So what’s actually in the study? Between 2001 and 2004, Jemmott’s team studied 662 African-American middle schoolers in the northeastern United States, who were each paid $20 a session to attend sex-education classes. The kids were randomly assigned to one of several different programs: One program emphasized only abstinence, one both safe sex and abstinence, one just safe sex, and the last was a control group that simply taught healthy living—eating well, exercise, and the like.
According to the study, which relied on self-reported surveys, about half of the kids in the safe-sex only class began having sex over the next two years, compared to a third for the students in the abstinence-focused program and 42 percent of those in the combination program. But while abstinence-only backers jumped for joy at the results, the journal ran an accompanying editorial cautioning that public policy should not be based on the results of a single study and that policy makers should not “selectively use scientific literature to formulate a policy that meets preconceived ideologies” [The New York Times]. That speaks directly to the posture of Valerie Huber of the National Abstinence Education Association, who said the study “just verifies what we’ve known intuitively all along.”
Jemmott’s study will now rightfully enter the debate as the first to show that abstinence programs could work in some situations. But there are other reasons to question how much his results mean for the country at large (other than the previous studies casting doubt on the effectiveness of abstinence-only education). He says the team chose to study only African-American students, and at such a young age (about 12 on average), because “African-Americans tend to have a higher rate of early sexual initiation than others,” and starting young could allow for intervention. Researchers will have to duplicate the study with other demographic groups and time spans to sort out this question further.

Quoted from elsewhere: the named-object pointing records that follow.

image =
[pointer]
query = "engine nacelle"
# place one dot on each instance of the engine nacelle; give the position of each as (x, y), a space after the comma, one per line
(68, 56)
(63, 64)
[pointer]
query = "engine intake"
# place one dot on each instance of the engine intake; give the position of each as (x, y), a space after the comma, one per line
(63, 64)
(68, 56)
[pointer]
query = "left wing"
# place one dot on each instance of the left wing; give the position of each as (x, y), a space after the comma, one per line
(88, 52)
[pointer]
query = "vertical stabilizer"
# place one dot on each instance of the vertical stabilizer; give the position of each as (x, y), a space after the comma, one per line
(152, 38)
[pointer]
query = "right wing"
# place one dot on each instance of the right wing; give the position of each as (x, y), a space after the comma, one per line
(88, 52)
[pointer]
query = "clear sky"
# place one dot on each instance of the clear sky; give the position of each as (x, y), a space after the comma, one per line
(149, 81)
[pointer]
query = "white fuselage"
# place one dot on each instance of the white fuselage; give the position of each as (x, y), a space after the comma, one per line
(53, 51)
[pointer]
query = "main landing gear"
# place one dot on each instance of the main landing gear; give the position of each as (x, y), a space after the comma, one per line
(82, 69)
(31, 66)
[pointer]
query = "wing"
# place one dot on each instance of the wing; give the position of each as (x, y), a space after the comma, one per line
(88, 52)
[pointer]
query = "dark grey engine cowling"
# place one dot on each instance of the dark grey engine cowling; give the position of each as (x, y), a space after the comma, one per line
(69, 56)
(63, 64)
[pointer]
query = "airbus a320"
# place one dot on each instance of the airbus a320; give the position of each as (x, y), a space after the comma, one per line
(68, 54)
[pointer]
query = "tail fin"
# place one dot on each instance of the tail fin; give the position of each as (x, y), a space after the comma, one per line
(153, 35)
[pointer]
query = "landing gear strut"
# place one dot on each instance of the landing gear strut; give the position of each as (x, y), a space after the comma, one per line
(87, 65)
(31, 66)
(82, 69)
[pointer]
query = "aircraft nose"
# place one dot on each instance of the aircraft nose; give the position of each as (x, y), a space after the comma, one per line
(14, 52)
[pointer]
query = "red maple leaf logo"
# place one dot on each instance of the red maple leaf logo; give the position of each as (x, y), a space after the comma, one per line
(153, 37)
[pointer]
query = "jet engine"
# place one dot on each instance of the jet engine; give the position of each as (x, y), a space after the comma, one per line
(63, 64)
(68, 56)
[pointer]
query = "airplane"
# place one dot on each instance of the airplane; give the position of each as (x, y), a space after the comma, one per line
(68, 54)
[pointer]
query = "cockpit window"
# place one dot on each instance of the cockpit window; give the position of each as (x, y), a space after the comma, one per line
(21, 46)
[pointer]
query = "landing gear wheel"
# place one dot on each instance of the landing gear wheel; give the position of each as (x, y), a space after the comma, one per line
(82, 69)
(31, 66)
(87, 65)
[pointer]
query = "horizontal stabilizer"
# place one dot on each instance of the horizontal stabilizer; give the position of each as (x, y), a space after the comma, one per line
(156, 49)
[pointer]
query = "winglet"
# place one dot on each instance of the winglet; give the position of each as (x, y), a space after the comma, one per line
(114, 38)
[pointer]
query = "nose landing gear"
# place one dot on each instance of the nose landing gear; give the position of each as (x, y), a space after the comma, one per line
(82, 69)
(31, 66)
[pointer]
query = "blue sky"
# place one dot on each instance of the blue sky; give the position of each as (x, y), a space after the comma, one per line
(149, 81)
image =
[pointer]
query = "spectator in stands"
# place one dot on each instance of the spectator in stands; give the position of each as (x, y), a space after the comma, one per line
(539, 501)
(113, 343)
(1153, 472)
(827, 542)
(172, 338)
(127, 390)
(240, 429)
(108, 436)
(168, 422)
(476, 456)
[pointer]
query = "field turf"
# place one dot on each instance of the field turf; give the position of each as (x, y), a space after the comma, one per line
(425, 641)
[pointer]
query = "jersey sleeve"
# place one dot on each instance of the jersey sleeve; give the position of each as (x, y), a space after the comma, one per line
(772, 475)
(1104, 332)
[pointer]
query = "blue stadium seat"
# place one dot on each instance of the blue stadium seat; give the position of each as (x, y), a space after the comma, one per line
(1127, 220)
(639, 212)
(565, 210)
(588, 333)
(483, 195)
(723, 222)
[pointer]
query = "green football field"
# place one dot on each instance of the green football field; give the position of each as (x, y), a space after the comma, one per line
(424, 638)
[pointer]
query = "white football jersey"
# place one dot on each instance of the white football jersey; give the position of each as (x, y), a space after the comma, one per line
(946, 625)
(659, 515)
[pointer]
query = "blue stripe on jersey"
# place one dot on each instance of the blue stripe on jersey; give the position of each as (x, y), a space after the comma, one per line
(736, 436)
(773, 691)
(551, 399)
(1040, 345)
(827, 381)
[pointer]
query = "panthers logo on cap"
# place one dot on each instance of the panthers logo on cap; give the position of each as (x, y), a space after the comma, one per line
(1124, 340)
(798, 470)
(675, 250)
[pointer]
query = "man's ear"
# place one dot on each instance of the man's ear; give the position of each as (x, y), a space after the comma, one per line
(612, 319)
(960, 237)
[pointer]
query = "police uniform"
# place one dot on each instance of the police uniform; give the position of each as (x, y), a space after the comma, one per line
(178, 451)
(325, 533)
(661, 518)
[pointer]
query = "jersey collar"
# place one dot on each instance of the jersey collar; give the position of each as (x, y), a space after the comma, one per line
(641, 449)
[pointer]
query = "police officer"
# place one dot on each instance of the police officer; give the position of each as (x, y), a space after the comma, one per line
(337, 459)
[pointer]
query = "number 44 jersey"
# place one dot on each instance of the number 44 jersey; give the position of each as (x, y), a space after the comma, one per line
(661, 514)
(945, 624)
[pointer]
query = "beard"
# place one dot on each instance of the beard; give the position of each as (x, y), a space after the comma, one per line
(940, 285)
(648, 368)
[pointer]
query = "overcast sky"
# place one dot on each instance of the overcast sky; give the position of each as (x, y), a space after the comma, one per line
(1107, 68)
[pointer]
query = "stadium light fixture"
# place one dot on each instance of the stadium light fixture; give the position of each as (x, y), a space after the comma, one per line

In addition, the abstinence-only program that Jemmott’s team devised wasn’t exactly the “wait until your married” approach that many social conservatives would like to see taught to kids. It did not take a moralistic tone, as many abstinence programs do. Most notably, the sessions encouraged children to delay sex until they are ready, not necessarily until married; did not portray sex outside marriage as never appropriate; and did not disparage condoms [The Washington Post].
Among those critical of the Jemmott study was Heather Boonstra of the Guttmacher Institute, which released data showing that after a decade-long decline, America’s teen-pregnancy rate rose 3 percent in 2006. Ms. Boonstra is among those who believe some of that uptick may be due to the reliance on abstinence-only programs [Christian Science Monitor]. Once again, though, correlation doesn’t imply causation. So although the trend reversal coincides in time with President Bush’s emphasis on funding abstinence programs, we can’t say for sure that’s the main cause.